3. Il résulte de ce qui précède, sans qu'il soit besoin d'examiner les autres moyens de la requête, que M. C est fondé à demander l'annulation de la décision du 23 août 2022 par laquelle le préfet de la Seine-Maritime a refusé de lui délivrer un titre de séjour, ainsi que les décisions du même jour portant obligation de quitter le territoire français et fixant le pays de destination.

Sur les conclusions à fin d'injonction et d'astreinte :

4. L'exécution du présent jugement implique nécessairement, eu égard aux motifs qui le fondent, que l'autorité préfectorale territorialement compétente délivre à M. C une carte de séjour temporaire portant la mention " vie privée et familiale ". Il y a lieu, dans les circonstances de l'espèce, d'enjoindre au préfet d'y procéder dans le délai de deux mois à compter de la notification du présent jugement, sans qu'il soit besoin d'assortir cette mesure d'une astreinte.

Sur les frais liés au litige :

5. M. C a obtenu le bénéfice de l'aide juridictionnelle. Par suite, son avocate, Me Bidault, peut se prévaloir des dispositions des articles L. 761-1 du code de justice administrative et 37 de la loi du 10 juillet 1991. Il y a lieu, dans les circonstances de l'espèce, et sous réserve que le conseil de M. C renonce à percevoir la somme correspondant à la part contributive de l'État, de mettre à la charge de l'Etat le versement à Me Bidault de la somme de 1 000 euros.

D E C I D E :

Article 1er : L'arrêté du 23 août 2022 du préfet de la Seine-Maritime est annulé.

Article 2 : Il est enjoint au préfet territorialement compétent de délivrer à M. C un titre de séjour portant la mention " vie privée et familiale " dans un délai de deux mois à compter de la notification du présent jugement.

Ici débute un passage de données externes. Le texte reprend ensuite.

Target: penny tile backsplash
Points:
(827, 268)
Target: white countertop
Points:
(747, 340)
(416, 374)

Article 3 : L'Etat versera à Me Bidault une somme de 1 000 euros en application des dispositions du deuxième alinéa de l'article 37 de la loi du 10 juillet 1991, sous réserve qu'elle renonce à percevoir la somme correspondant à la part contributive de l'Etat.

Article 4 : Le surplus des conclusions de la requête est rejeté.

Article 5 : Le présent jugement sera notifié à M. A C, à Me Bidault et au préfet de la Seine-Maritime.

Délibéré après l'audience du 7 février 2023, à laquelle siégeaient :

- Mme Boyer, présidente,

- M. Guiral, conseiller,

- Mme Boucetta, conseillère.

Rendu public par mise à disposition au greffe le 28 février 2023.

La rapporteure,

H. B

La présidente,

C. BOYER Le greffier,

J.-L. MICHEL

La République mande et ordonne au préfet de la Seine-Maritime en ce qui le concerne, ou à tous commissaires de justice à ce requis en ce qui concerne les voies de droit commun, contre les parties privées, de pourvoir à l'exécution de la présente décision.